Tidak
sedikitpun terbersit keinginan untuk menjadi seperti Soren Kierkegaard, filsfuf
eksistensialis, dalam kisah cintanya:
meninggalkan perempuan cantik, berkulit putih, bermata bulat, dan hidung
mancung bernama Regina Oslen. Apalagi hendak menumbuhkan rasa cemburu dalam
hati putih kekasihku. Kekhawatiran itulah yang membuatku memberi judul catatan
ini “Jangan Cemburu Kekasih”. Karena tulisan ini akan bercerita tentang rayuan
gombal sahabat perempuanku yang katanya ingin melihat tulisan baru di blogku
ini.
Namanya
Yunita Sani. Mahasiswi Aqidah dan Filsafat angkatan 2010. Parasnya cantik,
ditambah lagi dia seorang perempuan yang cerdas dan tak pernah lelah berusaha
mengajar cita-citanya.
Perempuan
berdarah Bali itu Tiba-tiba—entah disengaja atau tidak atau benar jujur atau
tidak—mengatakan, kalau dirinya suka membaca tulisan di blogku dan juga penuh
kesabaran menunggu akan ada tulisan baru muncul di sana sebagai wakil kisah di
bulan Desember. Tak kubayakangkan ekspresi wajahku yang terkejut mendengar
Ietha (sapaan akrabnya) memintaku untuk menulis lagi. Aku senang dalam
keanehan.
Sejenak
aku berpikir. Mengingat tulisan-tulisan yang pernah aku buat di Mount Rea
Labenniey, Blog Mahasiswa-Kritis-Transformertif mililikku. Setahuku, tulisan di
blogku tidaklah bagus. jauh sekali jika dibanding dengan catatan harian anak
SMA, apalagi kalau disandingkan dengan tarian kreatifitas Goenawan Mohammad
dalam catatan pinggirnya, karyaku seketika akan berada di pojok ruangan jelek
yang teramat sangat. Sungguh tragis dan mengenaskan.
Lalu,
seperti anak kecil yang selalu ditimpa perasaan ingin tahu, kenapa gadis Bali
itu menyukai tulisan tak bagus ini? Jawabannya mungkin karena tulisannya memang
tidak bagus.
Aku
sekedar seorang yang tidak tahu menulis dan pada saat bersamaan hanya memiliki
keinginan yang tak cukup besar untuk menulis. jadi, sudah bisa ditebak, tulisan
yang dihalsikan tidak akan terlalu bagus, bahkan bisa jadi akan sangat jelek. Tapi
bagiku keinginan itu adalah sebuah keberuntungan yang harus kujaga dari
kejahatan bermalas-malasan. Sebagaimana kata sastrawan blasteran Bali-Madura, Achmad
Faqih Mahfudz, “Jogja adalah kota yang enjoy, Jangan pernah berdamai dengan
hidup santai-santai jika ingin berhasil di kota ini. Harus berani bergerak.
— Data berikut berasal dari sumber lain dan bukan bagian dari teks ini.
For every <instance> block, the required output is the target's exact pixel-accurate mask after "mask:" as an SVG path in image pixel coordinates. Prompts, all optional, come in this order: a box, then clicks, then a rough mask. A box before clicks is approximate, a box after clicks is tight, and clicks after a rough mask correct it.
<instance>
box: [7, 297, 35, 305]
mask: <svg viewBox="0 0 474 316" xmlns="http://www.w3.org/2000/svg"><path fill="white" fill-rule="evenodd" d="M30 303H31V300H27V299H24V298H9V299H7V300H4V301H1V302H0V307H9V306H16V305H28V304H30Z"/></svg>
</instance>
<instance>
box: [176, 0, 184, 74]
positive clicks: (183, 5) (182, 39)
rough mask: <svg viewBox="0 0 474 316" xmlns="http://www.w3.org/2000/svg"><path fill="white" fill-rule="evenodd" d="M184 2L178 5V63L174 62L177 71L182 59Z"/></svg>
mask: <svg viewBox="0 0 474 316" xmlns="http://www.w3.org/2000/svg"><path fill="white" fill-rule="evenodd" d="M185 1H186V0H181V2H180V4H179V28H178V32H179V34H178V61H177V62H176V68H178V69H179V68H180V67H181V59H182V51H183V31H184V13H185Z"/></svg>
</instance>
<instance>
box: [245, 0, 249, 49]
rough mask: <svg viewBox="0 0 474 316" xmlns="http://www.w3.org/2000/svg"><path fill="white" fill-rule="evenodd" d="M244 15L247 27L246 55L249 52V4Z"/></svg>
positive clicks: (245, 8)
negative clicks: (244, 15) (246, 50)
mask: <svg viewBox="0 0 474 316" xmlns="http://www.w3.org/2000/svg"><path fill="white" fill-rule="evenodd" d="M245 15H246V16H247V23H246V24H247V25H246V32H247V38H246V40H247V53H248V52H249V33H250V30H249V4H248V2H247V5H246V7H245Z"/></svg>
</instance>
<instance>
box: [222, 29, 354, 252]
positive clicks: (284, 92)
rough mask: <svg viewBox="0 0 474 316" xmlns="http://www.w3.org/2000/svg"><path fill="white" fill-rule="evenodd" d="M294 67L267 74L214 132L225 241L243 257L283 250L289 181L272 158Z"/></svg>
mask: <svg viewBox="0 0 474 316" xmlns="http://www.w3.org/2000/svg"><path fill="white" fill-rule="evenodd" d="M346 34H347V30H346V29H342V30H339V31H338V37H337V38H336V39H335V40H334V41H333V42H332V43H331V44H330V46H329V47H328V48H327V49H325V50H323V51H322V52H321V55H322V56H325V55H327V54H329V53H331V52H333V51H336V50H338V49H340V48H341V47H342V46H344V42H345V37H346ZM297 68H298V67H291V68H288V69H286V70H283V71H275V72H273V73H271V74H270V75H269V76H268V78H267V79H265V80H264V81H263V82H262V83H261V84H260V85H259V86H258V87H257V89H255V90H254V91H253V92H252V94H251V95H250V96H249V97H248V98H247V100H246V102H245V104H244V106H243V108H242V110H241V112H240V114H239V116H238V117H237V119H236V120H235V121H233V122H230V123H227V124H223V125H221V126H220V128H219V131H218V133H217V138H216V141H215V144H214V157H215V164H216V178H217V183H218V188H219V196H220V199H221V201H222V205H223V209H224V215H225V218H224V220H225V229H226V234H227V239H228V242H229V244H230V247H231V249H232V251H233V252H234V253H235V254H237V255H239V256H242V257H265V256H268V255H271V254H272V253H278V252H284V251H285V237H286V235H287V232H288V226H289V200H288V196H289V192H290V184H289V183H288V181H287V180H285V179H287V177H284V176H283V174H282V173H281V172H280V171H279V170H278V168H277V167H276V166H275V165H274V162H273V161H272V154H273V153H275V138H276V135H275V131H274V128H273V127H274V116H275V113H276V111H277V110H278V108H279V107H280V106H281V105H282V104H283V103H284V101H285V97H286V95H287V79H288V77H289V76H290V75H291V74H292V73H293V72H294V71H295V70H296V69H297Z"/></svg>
Harus berani memeras keringat”.
Sayangnya
beberapa bulan ini aku tidak pernah lagi menulis—kecuali menulis di facebook
dan twiter: menjadi lelaki yang dijajah sepenuhnya oleh dua jejaring sosial
itu. Beruntung ada kekasihku yang sering mengingatkan untuk menulis puisi dan
catatan harian lagi. Pula, ada teman kelas yang menyuruhku untuk memperbarui
tulisan di blog.
Sekali
lagi teruntuk kekasihku, saat aku menyebut nama Yunita Sani, teman kelasku itu
jangan pernah punya keinginan untuk cemburu padanya. Aku akan tetap menggilmu
dengan “manisku”. Syahadat cintaku masih tetap penyair Syuriah, Nizar Qabbani:
Aku bersaksi bahwasanya tidak ada perempuan selain engkau di hatiku, kekasih.
Jangan
cemburu kekasih, arah cintaku masih padamu. Dan aku ucapkan juga terimakasih
pada Yunita Sani, teman kelasku yang baik hati—mungkin juga suka menabung dari
beasiswa (miskin dan penguatan prodi) yang selalu didapatkan.
Jum’at, 28 Desember 2012
aku selalu terpingkal-pingkal ketika mengunjungi blogmu yik, km lelaki berkacata minus yang jujur dan nakal.